Formate is energetically equivalent to hydrogen and thus, is an important intermediate during the breakdown of organic matter in anoxic rice field soils and lake sediments. Formate is a common substrate for methanogenesis, homoacetogenesis and sulfate reduction. However, how much these processes contribute to formate degradation and fractionate carbon stable isotopes is largely unknown. Therefore, we measured the conversion of formate to acetate, CH4 and CO2 and the δ13C of these compounds in samples of paddy soils from Vercelli (Italy) and the International Rice Research Institute (IRRI, the Philippines) and of sediments from the NE and SW basins of Lake Fuchskuhle (Germany). The samples were suspended in phosphate buffer (pH 7.0) both in the absence and presence of sulfate (gypsum) and of methyl fluoride (CH3F), an inhibitor of aceticlastic methanogenesis. In the paddy soils, formate was found to be an excellent substrate for acetate formation, while CH4 was mainly produced from acetate. Acetate was also produced in the presence of sulfate. The produced acetate was strongly depleted in 13C relative to formate (about -50‰ to-25‰), but the consumption of formate itself displayed only a small isotope enrichment factor on the order of -8‰ to -6‰. Therefore, it is likely that formate was disproportionated to 13C-depleted acetate and 13C-enriched CO2. The δ13C of CO2 was indeed slightly higher than that of formate. Acetate was most likely produced by homoacetogenesis via the Wood-Ljungdahl pathway. Methane was only a minor product and was mainly produced from the acetate as its production was inhibited by CH3F. The homoactogenic bacteria in the paddy soils apparently competed well with both methanogenic and sulfate-reducing microorganisms, when formate was the substrate.

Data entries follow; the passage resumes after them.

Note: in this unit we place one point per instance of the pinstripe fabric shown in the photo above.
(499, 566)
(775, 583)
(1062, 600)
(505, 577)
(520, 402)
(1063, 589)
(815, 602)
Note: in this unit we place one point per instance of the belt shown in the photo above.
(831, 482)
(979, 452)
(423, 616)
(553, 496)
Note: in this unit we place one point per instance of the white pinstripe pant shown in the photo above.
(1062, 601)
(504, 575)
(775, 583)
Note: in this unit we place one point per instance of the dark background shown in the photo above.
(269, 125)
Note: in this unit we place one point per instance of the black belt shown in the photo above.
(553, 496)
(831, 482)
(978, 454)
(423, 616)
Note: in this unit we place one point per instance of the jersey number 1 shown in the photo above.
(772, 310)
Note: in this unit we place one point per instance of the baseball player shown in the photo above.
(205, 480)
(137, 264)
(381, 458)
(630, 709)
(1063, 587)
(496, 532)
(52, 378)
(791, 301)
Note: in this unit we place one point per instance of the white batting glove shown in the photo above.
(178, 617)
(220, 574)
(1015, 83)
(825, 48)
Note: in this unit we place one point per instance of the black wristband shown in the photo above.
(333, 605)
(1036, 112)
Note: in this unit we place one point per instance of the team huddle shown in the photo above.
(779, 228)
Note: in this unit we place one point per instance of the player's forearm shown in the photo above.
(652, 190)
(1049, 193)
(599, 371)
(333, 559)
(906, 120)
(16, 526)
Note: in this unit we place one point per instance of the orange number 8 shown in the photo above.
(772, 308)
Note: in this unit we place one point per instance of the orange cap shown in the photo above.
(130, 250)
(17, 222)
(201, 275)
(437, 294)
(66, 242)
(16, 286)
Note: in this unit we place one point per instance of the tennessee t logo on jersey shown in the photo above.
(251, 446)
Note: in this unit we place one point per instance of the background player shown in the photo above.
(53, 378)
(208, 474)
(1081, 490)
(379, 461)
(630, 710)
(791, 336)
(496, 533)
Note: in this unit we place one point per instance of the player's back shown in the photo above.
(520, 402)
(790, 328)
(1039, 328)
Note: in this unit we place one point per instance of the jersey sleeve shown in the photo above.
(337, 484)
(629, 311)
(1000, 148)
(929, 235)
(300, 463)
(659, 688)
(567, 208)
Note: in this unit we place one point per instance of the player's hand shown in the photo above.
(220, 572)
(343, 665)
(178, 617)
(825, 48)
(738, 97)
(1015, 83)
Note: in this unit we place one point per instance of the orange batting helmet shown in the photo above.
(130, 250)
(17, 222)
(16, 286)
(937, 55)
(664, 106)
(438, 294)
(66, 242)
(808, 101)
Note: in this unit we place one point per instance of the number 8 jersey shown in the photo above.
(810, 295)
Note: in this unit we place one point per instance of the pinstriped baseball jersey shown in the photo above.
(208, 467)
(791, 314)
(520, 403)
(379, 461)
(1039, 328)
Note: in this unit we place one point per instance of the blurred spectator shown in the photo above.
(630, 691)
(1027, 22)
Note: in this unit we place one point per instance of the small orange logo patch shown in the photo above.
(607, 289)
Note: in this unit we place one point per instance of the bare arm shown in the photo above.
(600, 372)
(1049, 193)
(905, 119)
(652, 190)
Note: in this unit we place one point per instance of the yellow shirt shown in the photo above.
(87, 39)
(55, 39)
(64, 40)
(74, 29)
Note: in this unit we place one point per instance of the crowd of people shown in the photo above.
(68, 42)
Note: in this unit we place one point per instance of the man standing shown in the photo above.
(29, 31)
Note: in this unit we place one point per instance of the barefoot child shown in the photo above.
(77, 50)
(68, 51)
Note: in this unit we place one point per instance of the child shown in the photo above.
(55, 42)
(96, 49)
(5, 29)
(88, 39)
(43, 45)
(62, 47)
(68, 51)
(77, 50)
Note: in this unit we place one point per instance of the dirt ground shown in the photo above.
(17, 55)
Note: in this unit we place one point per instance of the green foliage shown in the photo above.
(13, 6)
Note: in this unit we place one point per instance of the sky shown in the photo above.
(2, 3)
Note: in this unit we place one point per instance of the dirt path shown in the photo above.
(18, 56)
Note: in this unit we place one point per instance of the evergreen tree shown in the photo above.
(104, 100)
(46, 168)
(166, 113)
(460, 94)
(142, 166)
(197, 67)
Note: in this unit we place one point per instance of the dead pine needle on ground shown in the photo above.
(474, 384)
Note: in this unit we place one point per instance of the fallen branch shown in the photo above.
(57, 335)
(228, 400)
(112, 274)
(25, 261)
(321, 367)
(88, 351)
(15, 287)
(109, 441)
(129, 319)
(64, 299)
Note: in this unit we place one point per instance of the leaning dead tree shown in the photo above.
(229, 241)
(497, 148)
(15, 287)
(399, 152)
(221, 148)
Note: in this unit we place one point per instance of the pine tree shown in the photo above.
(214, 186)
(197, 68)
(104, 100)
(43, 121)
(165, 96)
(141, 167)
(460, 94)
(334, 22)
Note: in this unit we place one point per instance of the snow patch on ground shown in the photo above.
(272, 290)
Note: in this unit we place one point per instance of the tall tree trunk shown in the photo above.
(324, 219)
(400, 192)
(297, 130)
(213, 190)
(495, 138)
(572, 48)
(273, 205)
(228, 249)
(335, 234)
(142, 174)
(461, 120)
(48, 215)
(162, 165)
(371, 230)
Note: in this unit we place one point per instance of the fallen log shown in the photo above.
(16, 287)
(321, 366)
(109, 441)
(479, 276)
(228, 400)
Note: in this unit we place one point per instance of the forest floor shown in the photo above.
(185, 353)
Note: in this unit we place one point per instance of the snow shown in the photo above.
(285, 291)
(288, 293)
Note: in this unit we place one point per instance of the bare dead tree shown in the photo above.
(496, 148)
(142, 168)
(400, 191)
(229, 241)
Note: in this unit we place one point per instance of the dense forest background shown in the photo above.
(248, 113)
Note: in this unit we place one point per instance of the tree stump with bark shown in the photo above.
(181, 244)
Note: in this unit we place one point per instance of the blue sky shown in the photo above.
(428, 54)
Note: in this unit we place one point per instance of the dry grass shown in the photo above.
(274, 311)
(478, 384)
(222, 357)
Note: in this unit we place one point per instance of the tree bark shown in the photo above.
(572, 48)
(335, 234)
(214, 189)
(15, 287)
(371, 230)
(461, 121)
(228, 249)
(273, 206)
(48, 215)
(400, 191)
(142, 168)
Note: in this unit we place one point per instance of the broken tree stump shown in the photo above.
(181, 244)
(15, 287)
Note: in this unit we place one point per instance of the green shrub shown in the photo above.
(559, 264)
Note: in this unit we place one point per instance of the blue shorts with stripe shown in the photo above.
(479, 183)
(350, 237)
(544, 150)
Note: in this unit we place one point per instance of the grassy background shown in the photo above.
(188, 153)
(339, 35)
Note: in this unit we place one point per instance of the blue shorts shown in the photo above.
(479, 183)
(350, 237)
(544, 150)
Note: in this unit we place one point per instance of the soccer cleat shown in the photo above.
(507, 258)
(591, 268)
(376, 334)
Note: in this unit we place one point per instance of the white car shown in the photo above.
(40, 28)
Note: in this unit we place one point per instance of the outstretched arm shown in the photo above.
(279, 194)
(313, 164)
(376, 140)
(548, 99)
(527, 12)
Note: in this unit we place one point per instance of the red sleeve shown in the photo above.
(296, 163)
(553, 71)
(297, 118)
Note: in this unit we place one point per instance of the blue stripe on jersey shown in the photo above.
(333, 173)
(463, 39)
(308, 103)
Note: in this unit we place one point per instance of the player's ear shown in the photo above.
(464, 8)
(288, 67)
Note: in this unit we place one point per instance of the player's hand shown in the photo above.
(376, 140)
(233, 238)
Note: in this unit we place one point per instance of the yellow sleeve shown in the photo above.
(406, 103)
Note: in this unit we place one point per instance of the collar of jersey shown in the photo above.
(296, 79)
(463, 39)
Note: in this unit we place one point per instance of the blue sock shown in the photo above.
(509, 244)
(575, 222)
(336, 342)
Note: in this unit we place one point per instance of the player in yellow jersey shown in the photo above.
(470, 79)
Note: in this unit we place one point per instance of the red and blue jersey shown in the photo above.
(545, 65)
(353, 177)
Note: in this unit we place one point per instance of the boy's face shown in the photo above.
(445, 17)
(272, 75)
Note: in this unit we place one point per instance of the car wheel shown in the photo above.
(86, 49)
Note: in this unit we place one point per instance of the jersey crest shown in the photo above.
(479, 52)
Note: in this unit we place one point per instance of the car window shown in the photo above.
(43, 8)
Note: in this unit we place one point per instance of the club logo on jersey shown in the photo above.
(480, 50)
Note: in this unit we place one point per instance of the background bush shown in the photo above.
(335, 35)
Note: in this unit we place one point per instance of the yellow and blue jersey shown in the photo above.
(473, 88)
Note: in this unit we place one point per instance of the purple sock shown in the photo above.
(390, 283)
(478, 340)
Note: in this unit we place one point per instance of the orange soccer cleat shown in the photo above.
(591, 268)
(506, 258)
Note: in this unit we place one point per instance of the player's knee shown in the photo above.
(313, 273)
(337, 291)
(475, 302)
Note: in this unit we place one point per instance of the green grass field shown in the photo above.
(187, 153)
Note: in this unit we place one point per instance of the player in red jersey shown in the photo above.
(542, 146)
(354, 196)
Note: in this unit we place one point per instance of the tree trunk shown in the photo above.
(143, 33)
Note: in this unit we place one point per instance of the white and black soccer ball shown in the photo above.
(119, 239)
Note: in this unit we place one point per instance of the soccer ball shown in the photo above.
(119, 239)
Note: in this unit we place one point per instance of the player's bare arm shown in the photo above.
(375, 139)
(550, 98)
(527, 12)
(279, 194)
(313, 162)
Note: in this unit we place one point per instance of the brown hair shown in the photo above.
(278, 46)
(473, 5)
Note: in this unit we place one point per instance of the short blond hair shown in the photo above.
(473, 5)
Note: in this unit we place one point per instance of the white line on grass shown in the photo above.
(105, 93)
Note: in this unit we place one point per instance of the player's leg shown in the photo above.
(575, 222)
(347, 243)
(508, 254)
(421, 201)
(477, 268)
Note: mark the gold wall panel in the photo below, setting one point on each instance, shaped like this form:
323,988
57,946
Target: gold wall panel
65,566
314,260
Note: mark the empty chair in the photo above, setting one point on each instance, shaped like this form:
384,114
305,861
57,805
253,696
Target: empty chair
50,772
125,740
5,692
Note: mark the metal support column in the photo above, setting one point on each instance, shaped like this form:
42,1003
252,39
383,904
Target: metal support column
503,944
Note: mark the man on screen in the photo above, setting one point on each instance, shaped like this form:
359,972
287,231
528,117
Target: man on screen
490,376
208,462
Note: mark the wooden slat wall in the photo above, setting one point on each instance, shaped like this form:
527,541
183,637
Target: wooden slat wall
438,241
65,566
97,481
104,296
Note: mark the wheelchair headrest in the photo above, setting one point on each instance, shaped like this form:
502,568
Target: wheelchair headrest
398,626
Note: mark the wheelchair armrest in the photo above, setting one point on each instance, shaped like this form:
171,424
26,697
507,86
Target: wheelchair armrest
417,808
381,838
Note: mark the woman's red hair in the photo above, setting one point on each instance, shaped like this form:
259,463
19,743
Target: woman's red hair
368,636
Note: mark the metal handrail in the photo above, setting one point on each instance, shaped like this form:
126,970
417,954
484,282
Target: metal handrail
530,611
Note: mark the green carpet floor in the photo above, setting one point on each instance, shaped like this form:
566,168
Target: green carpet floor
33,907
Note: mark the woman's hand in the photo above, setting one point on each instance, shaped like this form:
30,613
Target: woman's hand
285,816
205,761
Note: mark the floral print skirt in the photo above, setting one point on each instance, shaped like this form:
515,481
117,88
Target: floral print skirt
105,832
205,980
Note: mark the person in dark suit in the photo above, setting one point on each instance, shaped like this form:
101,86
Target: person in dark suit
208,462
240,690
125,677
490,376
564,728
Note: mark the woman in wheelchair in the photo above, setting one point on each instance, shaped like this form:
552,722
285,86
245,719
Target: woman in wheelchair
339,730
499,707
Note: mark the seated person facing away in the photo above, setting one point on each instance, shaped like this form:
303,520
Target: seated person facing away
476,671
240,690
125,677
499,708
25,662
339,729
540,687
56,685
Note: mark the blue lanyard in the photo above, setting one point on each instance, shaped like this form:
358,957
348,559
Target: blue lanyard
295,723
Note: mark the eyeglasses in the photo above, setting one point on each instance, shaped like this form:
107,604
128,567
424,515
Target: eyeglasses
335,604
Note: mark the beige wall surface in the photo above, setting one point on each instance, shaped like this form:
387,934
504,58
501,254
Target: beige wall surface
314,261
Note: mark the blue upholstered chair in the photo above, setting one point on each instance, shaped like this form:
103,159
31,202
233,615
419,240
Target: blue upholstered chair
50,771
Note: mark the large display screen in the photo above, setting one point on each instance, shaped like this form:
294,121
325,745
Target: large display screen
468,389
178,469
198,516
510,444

In the lake sediments, the product spectrum was similar, but only under methanogenic conditions. In the presence of sulfate, however, acetate and CH4 were only minor products and no enrichment factor was detectable when formate was degraded to mainly CO2. Hence, homoacetogenesis was the major anaerobic degradation pathway of formate. Formate-dependent methanogenesis was negligible, and sulfate-dependent oxidation was only operative in the lake sediments but not in the paddy soils.